Review Toshiba Satellite L775-125 Notebook
An average model. Toshiba adds a 17 inch desktop replacement with the latest Sandy Bridge hardware to the market with the Satellite L775-125. Moreover, there is an Nvidia GeForce GT 525M that makes gaming possible.
Toshiba launches a big 17 inch multimedia laptop onto the market called Satellite L775-125. In particular, the Satellite L775-125's big display makes it interesting as a desktop replacement (DTR). The hardware, consisting of a current processor of Intel's Sandy Bridge family and an Nvidia GeForce midrange graphics card, doesn't make this application field seem so farfetched, either. The big 500 GB hard disk should suffice most users for the time being, and the 4 GB of RAM should supply good performance.

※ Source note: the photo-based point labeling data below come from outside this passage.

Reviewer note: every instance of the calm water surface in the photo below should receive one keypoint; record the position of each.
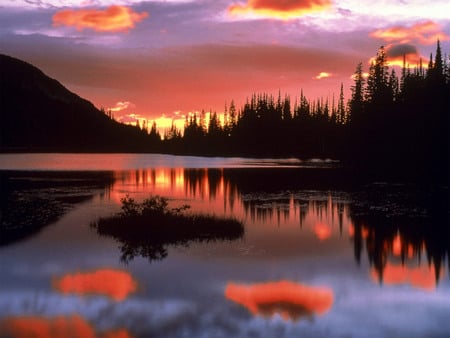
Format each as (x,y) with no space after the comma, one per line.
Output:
(322,255)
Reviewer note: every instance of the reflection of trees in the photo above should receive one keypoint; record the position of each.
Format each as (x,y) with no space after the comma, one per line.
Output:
(389,234)
(379,213)
(147,230)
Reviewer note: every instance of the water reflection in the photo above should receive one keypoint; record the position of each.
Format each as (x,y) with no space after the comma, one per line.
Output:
(389,222)
(56,327)
(116,284)
(29,201)
(289,300)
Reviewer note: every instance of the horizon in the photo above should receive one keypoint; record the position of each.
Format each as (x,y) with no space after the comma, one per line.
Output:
(162,60)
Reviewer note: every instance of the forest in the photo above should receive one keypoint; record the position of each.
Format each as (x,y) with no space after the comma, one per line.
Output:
(391,123)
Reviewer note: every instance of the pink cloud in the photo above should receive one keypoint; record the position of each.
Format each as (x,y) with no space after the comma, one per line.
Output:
(112,19)
(276,9)
(425,32)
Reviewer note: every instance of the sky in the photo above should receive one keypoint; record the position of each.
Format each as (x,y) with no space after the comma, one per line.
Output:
(164,59)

We'd like to illustrate in which fields the Toshiba Satellite L775-125 laptop really excels in this review.
The Toshiba Satellite L775-125 shows up in a rather plain gray. A pattern is used on the laptop's display lid that strongly reminds of a few suits (Toshiba calls this look Matrix Pattern). Toshiba's logo emblazons the display lid's center. Although Toshiba uses a glossy plastic surface, it is amazingly resistant against fingerprints. Most handlings don't leave any marks on the notebook's surface. Only dust is apparently attracted by the surface. A visible layer of dust quickly accumulates when the laptop is left closed on the desk for a while. When the notebook is opened, which is just still possible with only one hand, you'll see even more high-gloss surfaces. The hinges aren't pulled excessively tight. Thus, it can't be prevented that the big display teeters. Toshiba has implemented the design consistently and the gray is also found inside along with the pattern. We didn't find any visible fingerprints on the wrist-rest even after longer use.

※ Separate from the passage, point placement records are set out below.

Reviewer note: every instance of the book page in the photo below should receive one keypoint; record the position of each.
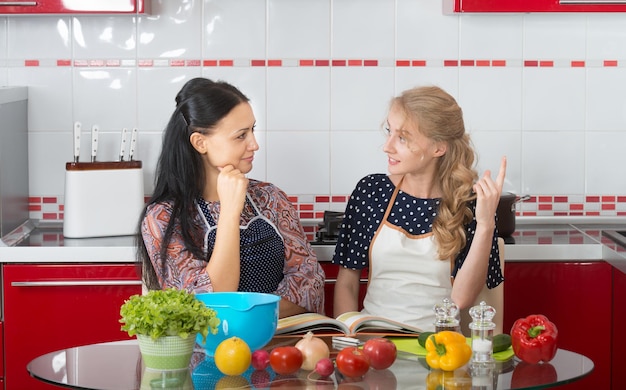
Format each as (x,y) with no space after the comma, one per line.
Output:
(314,322)
(360,322)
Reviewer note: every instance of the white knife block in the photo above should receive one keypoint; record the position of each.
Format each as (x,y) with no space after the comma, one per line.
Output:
(102,199)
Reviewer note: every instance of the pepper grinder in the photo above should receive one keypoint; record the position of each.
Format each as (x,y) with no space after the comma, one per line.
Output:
(446,316)
(482,328)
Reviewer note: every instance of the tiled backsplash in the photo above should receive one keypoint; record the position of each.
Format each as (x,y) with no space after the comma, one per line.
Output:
(546,90)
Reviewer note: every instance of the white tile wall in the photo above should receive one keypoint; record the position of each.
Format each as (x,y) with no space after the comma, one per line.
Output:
(544,89)
(298,29)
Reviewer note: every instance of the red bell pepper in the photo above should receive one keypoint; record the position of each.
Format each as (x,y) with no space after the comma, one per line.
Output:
(534,339)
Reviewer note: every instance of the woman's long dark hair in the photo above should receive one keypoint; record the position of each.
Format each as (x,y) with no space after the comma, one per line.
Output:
(180,176)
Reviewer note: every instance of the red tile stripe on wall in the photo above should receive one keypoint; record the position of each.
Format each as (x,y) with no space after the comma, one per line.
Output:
(51,208)
(544,205)
(333,62)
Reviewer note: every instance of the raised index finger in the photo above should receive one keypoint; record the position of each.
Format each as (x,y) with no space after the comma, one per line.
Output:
(501,174)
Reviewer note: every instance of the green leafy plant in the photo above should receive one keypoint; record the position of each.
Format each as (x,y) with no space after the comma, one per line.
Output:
(168,312)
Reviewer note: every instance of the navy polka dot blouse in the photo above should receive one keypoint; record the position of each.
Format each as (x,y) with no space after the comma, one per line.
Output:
(365,210)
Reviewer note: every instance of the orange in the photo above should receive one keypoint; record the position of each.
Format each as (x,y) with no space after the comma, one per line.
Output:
(233,356)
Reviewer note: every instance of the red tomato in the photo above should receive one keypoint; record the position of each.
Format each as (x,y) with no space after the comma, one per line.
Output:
(382,352)
(286,360)
(352,362)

As to workmanship, the laptop basically makes a good impression. Although the big display isn't particularly rigid and the display lid can be depressed easily, the overall manufacturing of the parts is acceptable. There aren't any creaking noises when pressure is applied. The wrist-rest could hardly be more solid. It doesn't yield even a millimeter even under high pressure. The keyboard is also quite stable. Only the number pad, directly above the optical drive, can be depressed a bit by selective pressure. The further you move away from the notebook's right edge, the less the keyboard yields.
The Toshiba Satellite 775-125 notebook has two covers on the bottom. You can access the hard disk and RAM slots after removing a few screws.
Although the Toshiba Satellite is a big 17 inch laptop, it hasn't exactly been generously equipped with interfaces. Thus, it only has three USB ports. This array is comprised of two USB 2.0 ports and a new USB 3.0 port. Interfaces like eSATA or an ExpressCard slot haven't been installed, either. The Toshiba Satellite L775-125's connectivity is sooner comparable with that of a 15 inch notebook.
Moreover, Toshiba has placed the majority of ports on the laptop's front area. While only both audio sockets and two USB ports are found on the right's very far front edge, almost all ports are in the front area on the left. This can result in a cable mess. In particular when the laptop has a stationary place, which isn't uncommon for a 17 inch notebook.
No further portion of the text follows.